But when he does, his granddaughter Samantha Tupper will be there to ensure customers continue to “Take a Wink’s Home Tonight.”

In fact, she’s already onboard and, via on-the-job-training with her grandfather, learning all the facets of the diamond business.

Miller has three children; however, none were interested in some day taking over their father’s business. Enter granddaughter Samantha.

“And this one was,” Miller said. “From the time she was barely able to look in the cases, she’d get around behind the counters and open the cases and was looking at jewelry, at 5 or 6 years old.”

“This just kind of fell together with her interest in it for all these years,” he added. “At eighth-grade graduation she announced she wanted to be a jeweler and work for her grandpa. At high school graduation (in Miller), she announced the same thing. So she went up and got her marketing degree and worked at a jewelry store up there (in Watertown) and then we got together and made this work. She’s always known that this is what she wanted to do.”

A niche in diamonds

Miller can relate to his granddaughter’s love for the jewelry business – especially when it comes to diamonds. He started working in a jewelry store in his hometown of Sturgis when he was 14 and worked there all through high school. In 1969 he came to South Dakota State University. He was soon on his way to what would be his lifetime vocation.
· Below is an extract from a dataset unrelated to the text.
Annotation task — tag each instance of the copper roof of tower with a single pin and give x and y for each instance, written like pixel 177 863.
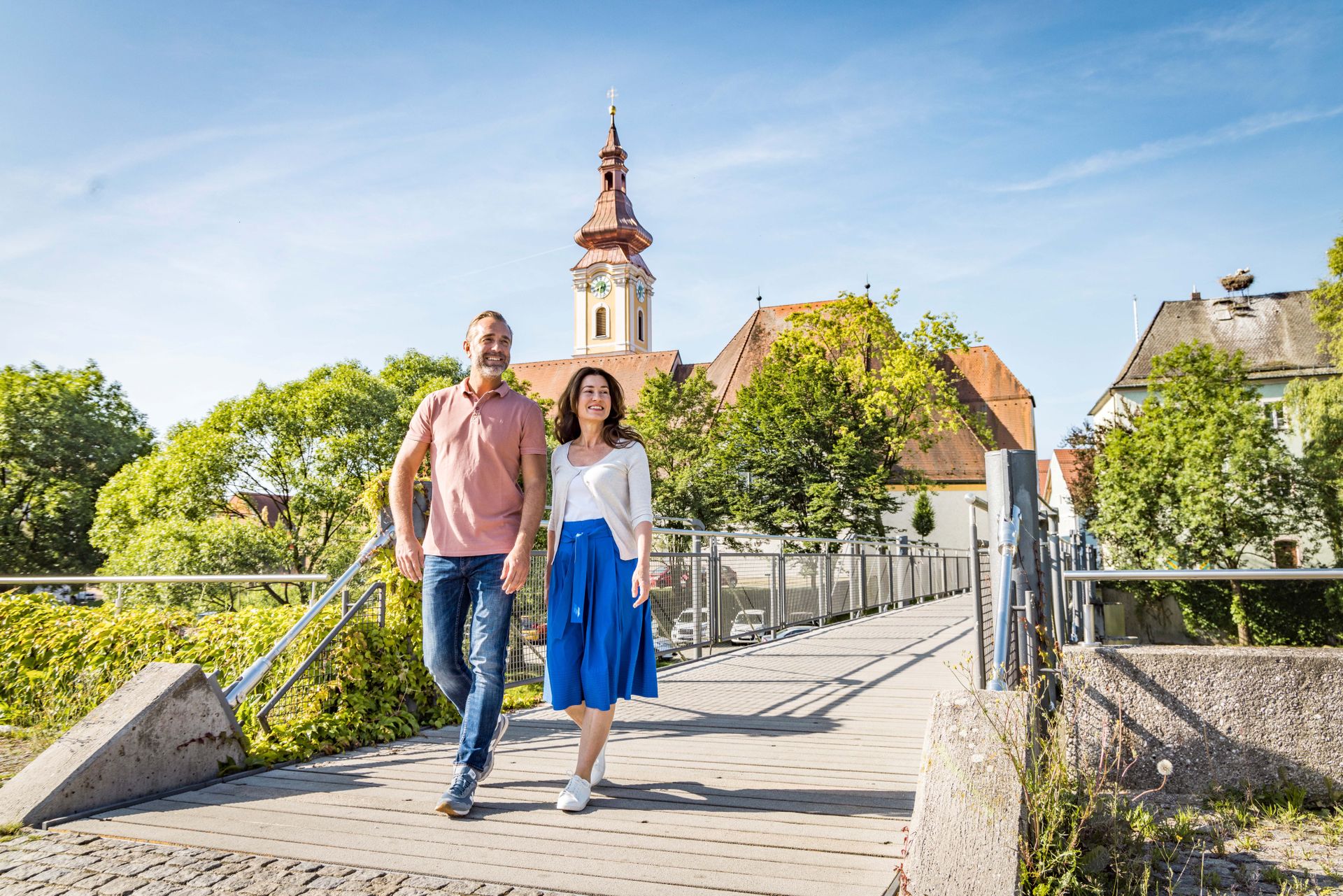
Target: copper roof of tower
pixel 613 223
“I needed a job and came to Wink’s Jewelry and got a job working in the back,” Miller explained. He stayed and worked for 4 1/2 years while he earned a bachelor’s degree in mathematics. He then returned to Sturgis, where he continued working in the jewelry industry full-time for the next five years.

In 1978 he came back to Brookings with his family and “bought part of Wink’s Jewelry and the balance in 1981.”

He’s been happy in Brookings. “It’s a great community, a great place to raise kids.”

He’s the sole owner of Wink’s and has had as many as seven employees, with some staying between 15 and 20-plus years.

Miller has carved out a high-level niche for which he is best known well beyond the bounds of Brookings: “Diamonds and quality. I have built the store on having high quality. We have higher quality and over the years have built up a large inventory of good, high-quality merchandise. We service, take care of what we sell.”

Smiling and laughing a bit, he sums all that up in a one-liner: “We sell the best and service all the rest.”

Making the grade in diamonds

Tupper was born in Brookings, but her family moved when she was a year old. She grew up in Miller and her parents, Kurt Joy and Tiffiany Moser, still live there.

She attended Lake Area Technical Institute in Watertown and earned an associate’s degree in fashion and retail merchandising. Following graduation 2 1/2 years ago, she moved back to Brookings and went to work at Wink’s.

Now she’s working on her “graduate diamond degree.” It involves a three-part course. She’s on the longest section, “the book portion of it,” which is online. In the next couple weeks, she will complete that and move on to a week of “grading diamonds with a professional for five days.”

Tupper will do the final part of the course at one of three sites: Las Vegas, New York City or Carlsbad, Calif. She’ll do that in October or March, depending on which city she selects.

Miller called it “a whole week of just nothing but diamond grading.” She’ll go to it with the experience gained from a lot of on-the-job training with her grandfather.

“She’s good,” Miller said, with a hint of grandfatherly pride.

Following the grading, his granddaughter has one more online class to complete, after which she will be certified a “registered jeweler” – aka RJ – in the American Gem Society.

The society says the RJ title and designation “lets you know that the jeweler you are working with truly understands jewelry, diamonds and gemstones. To earn this title, the associate has completed required coursework and classroom study, along with written and practical exams in diamond grading.”

Miller said he thinks there are only three registered jewelers in South Dakota: himself; Mary Harvey, who works at Wink’s; and one in Sioux Falls. His granddaughter would become the fourth. And she’ll stay at Wink’s.

Not quite retirement time

The long-range plan as Miller sees it is for his granddaughter to eventually buy the business. But he admits he’s in no hurry to retire.

“We’ve got time,” Miller explained. “I’d like to take a little more time off, here and there. But the store is me. I’m not going to walk away. I’m going to be here for a long time yet.”

Tupper is Miller’s first grandchild. “His first and favorite,” she added, smiling. Miller’s not quite sure how many grandchildren he has. He thinks about 35.

“I don’t know,” he said. “Something like that. I never counted them.”

Miller’s first wife died about a year before Samantha was born. About six years, later he married his current wife, Judy. He had three children; she had five. Of the many grandchildren the couple share, 13 are on Miller’s side of the family.

Samantha and her husband Derek Tupper live in Aurora. They are well settled in and look ahead to many years working and living in the Brookings area.

Summing up in a few words her future at Wink’s, she said, “I just love it. We make happy times happen.”